Granite Geek: At Jackson Labs, Little Mice are Big Business | New Hampshire Public Radio

Granite Geek: At Jackson Labs, Little Mice are Big Business

Aug 5, 2015

The humble little mouse has become big business at Jackson Laboratory in Bar Harbor, Maine. The research center uses selective breeding to create mice that have the genetic traits to make them useful for scientists searching for cures to human diseases. David Brooks recently visited Jackson Labs and learned a lot about the business of mice. He’s a columnist for the Nashua Telegraph and writer at He spoke with NHPR's All Things Considered host Peter Biello.

What kind of mice are they selling?

They are wildly inbred mice. This is a business that’s been there for about 85 years. It was kind of established by a philanthropist on his vacation retreat. This is, by the way—we’re talking about Bar Harbor, right next to Acadia and Mount Desert Island—so it was established as a research facility. He was going to do his own mice, but he realized that everyone needs these mice, so they turned it into a business/philanthropy. And it has become quite a business, but they have an operating budget of $250 million per year roughly, about half of which is covered by mouse sales to labs, hospitals, researchers, all around the country and many international ones.

How many mice per year are we talking about here?

The number I heard was three million per year. They can cost a couple bucks apiece or they can cost up to a couple hundred dollars apiece, several hundred actually, depending on what attributes you want. Researchers look through a catalog—you can search it online, search it by gene, characteristic. And you can say, “I want to study this particular factor” or “I want to study something that happens on the skin, so it would be helpful to have a hairless mouse, so then I can see more easily what has happened to the skin as I work on the mice.” So then you order hairless mice. If you order the “Black Six,” which is their basic model—it’s the Model T of laboratory mice—they bred it there, it’s easy to work with, reproduces well, it likes life in the lab, and it’s safe to say it’s the single most common laboratory animal in the world. Those are only a few bucks a piece, but the specialty ones are quite expensive.
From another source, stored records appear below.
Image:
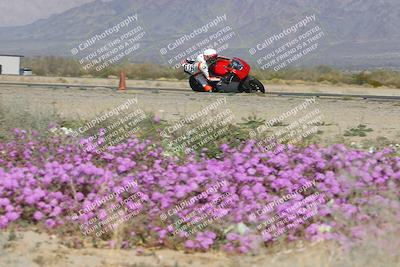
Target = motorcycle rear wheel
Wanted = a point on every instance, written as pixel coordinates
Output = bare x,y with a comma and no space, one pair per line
253,85
195,85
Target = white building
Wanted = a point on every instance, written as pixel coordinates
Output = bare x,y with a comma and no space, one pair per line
10,64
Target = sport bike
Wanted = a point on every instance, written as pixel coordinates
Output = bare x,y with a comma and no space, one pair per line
235,77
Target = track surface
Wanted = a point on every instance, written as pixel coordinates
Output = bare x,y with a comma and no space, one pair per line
45,85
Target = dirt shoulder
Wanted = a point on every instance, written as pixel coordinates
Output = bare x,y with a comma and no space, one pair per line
289,86
338,115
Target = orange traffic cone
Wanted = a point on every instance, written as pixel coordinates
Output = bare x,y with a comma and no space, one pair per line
122,81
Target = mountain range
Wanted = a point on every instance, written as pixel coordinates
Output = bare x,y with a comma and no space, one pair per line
357,33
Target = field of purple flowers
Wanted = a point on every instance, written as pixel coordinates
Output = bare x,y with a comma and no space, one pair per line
54,184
They also have 7,000 different strains, most of them are actually kept as embryos or sperm and eggs in liquid nitrogen, so there’s another large room that’s full of eight or ten big tanks much larger than your refrigerator filled with liquid nitrogen. And in there are the actual embryos. If you order a particular strain of mice that’s not alive at the moment, they pull out the embryo and implant it I think in a Black Six probably and twelve weeks later, you’ve got your mice.

Mice made to order.

Exactly mice made to order. It’s a production facility with interesting twists, so for example, there’s a sign next to one counter that says, “This is where people eat lunch. Please don’t leave sperm here.”

Not a sign you see everyday.

But it is a production facility. They can generate large amounts of mice on demand relatively quickly and they do. Researchers all over the world depend on them.

In your column, you write about how Jackson Laboratory is acting a lot like traditional companies, in the sense that it’s started a successful manufacturing business—in this case, mice—and now it’s moving into services. What services is it providing?

The services are the research itself. It’s the work that’s being done with the mice. They have 50 researchers right here, and these are high-level folks who are chosen to have a lab here, and that’s quite impressive. They come here to get a few bucks to get started. Then after that they have to get their own grants to keep going. Last year, Jackson Lab opened a large facility at the University of Connecticut in Farmington, next to the medical school there, which eventually will have as many as 300 researchers, again, doing medical research, using Jackson Lab mice as a mouse model, so they can test for various things, see what happens, see if they can find genetic components to what happens to the mice and whether they can find the similar genes in humans and therefore use it to develop treatments for us. So the services that will eventually (hopefully) provide cures for you and I, using mice as models, and using their own mice as often as not.

Kind of makes you look at your own pet mouse a little differently, doesn’t it?

Well, most of these mice are descended from pet mice. The initial mice were so-called “fancy mice”—they were pets that were owned by all these rich people who had summer homes on Mount Desert Island. Each breed is at least ten generations of inbreeding—brothers and sisters mating to get the genes down to a specific form. In recent years they’ve actually been bringing in wild mice to mix up the genes a bit. The trouble is, wild mice are harder to work with. They tend to escape and they tend to bite you. I’ve been told many times that people prefer working with the Black Sixes of the world, but science is hard.